History of economic universalization
Seeds of universalization before the great discoveries
Remote trade in Antiquity and with the Middle Ages
The “economy-world” Mediterranean
For historians like Fernand Braudel or Immanuel Wallerstein, the economic structure of the modern world already exists as from the 15th century, and even in the Antiquité.
capitalism was always monopolistic, and goods and capital did not cease travelling simultaneously, the capital and the credit having always been the surest means of reaching and of forcing an exterior market. Well before the 20th century, the export of the capital was a daily reality, for Florence as of the 13th century, for Augsburg, Antwerp and Genoa with 16th. At the 18th century, the capital runs Europe and the world.
A world within the meaning of Braudel indicates an autonomous economic entity. The economy-world is a delimited geographical space; it thus is not necessarily of the ground in its totality, but about an area more or less extended according to the time and the place. In the center of this geographical space radiates a dominant city which plays the part of economic capital. Around it structure an organic space in successive zones. One finds there a heart economic and policy consisted the closest neighborhoods of the economic capital, then while moving away come from the intermediate zones, and finally the periphery. In the center of the economy world concentrates the richness of the merchants, it is there that the incomes and the luxury items converge, it is in this point that arts, science and freedoms develop. The countries of the intermediate zone are marked by a less advanced industry, a more dubious financial system and freedoms are done rarer. The countries in periphery of this world are dedicated to the least advanced productions in a very often slave economic system.
For Immanuel Wallerstein, capitalism is based in this uneven geographical space and the inequitable trade which binds its various components. It benefits there from the existence of the systems feodalists and slave which surround it. Admittedly the capitalist center is depend on the periphery for its provisioning, but its superiority enables him to impose its law on it. It would be in this optics that Europe, last from feudalism to capitalism, would have gone to reinvent slavery in the new world. But this analysis is not enough, according to Braudel, has to explain the emergence of the great capitalism, which is based, thanks to the great discoveries, in a remote trade with other large economy-world like those of Asia (China, the Indochinese Peninsula…) and not only in the exploitation of its own periphery. These relations, a priori surface and of little importance in total flows, are however those to which is dedicated the European large capital from 16th and of 17th. The reason of the paramount importance of its flows, a priori minor, is that only the trade of food products produced in regions remote makes it possible to constitute situations of oligopolies, to see monopolies favorable to the enrichment of the merchants.

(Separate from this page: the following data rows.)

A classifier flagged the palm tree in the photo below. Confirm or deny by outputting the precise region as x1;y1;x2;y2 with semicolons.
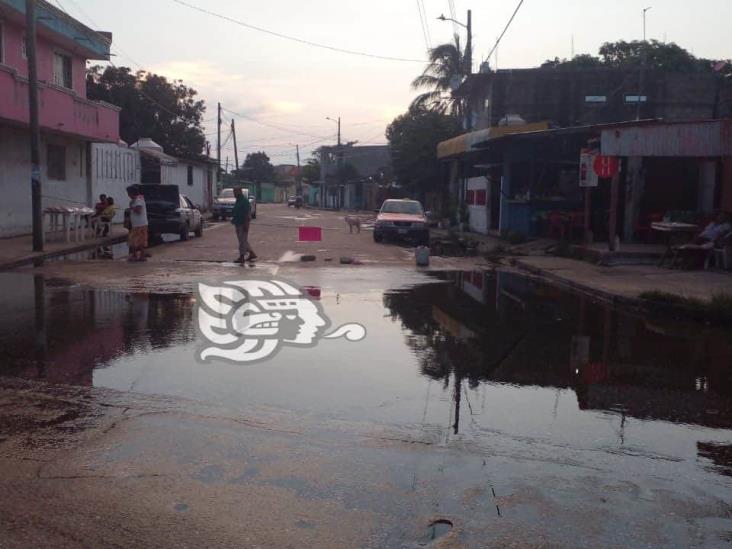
411;34;470;116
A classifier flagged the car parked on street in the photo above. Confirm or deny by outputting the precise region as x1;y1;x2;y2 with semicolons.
125;185;203;242
374;199;430;245
213;189;257;219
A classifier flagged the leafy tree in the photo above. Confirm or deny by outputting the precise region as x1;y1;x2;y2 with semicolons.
541;40;713;72
341;162;361;181
600;40;711;72
243;152;274;200
541;53;602;69
302;158;320;183
243;152;274;183
86;66;206;158
411;35;470;115
386;107;461;198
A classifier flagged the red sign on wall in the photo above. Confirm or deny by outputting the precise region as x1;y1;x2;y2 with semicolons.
593;155;620;179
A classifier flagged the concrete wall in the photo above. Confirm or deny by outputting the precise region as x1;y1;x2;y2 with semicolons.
0;125;90;236
465;68;722;129
465;177;490;234
0;20;119;142
90;143;140;223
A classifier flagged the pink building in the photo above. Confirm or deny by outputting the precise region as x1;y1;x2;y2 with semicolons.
0;0;119;236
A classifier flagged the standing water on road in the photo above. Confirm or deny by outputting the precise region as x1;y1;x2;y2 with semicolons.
0;270;732;481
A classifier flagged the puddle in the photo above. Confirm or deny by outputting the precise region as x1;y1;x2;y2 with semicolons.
0;269;732;480
46;242;128;263
427;519;453;543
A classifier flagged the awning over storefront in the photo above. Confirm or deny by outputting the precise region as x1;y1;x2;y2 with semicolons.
437;121;549;160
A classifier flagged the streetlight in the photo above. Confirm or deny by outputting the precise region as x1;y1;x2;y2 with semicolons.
320;116;343;207
437;10;473;131
437;10;473;74
643;6;653;42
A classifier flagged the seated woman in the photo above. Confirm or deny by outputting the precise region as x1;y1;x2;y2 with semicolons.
674;212;732;268
681;212;732;250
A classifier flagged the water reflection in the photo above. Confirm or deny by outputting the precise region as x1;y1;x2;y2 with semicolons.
0;271;732;475
0;275;195;385
384;272;732;432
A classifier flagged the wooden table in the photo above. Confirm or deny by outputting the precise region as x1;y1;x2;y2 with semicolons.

Historically, the 14th century is marked in Europe by the domination of the Italian cities, in particular Venice and Genoa, centers of a world which extends through the Mediterranean. From the end of the 16th century, Italian hegemony declines and the products counterfeited by Dutch invade little by little the Mediterranean, ruining by the force the Italian trade. For a time, Antwerp and Amsterdam become the centers of new a economy-world.
The era of the mercenary attitude
See also: Mercenary attitude
Historically, the international business was the main object of reflection of the first economists, the mercantilists. But their mode of reasoning led to an important limitation of flows of goods between the nations. In the thought mercantilist, very left goods is compared to a gold re-entry, because of sale of a product to foreign merchants. On the contrary any imports constitutes, symmetrically, a gold exit. However gold is at the base of the operation of the army, and thus of the power of the princes. It is thus advisable at all costs to export as much as possible and to prevent the imports. If such a logic were favorable to a certain form of universalization imperialist.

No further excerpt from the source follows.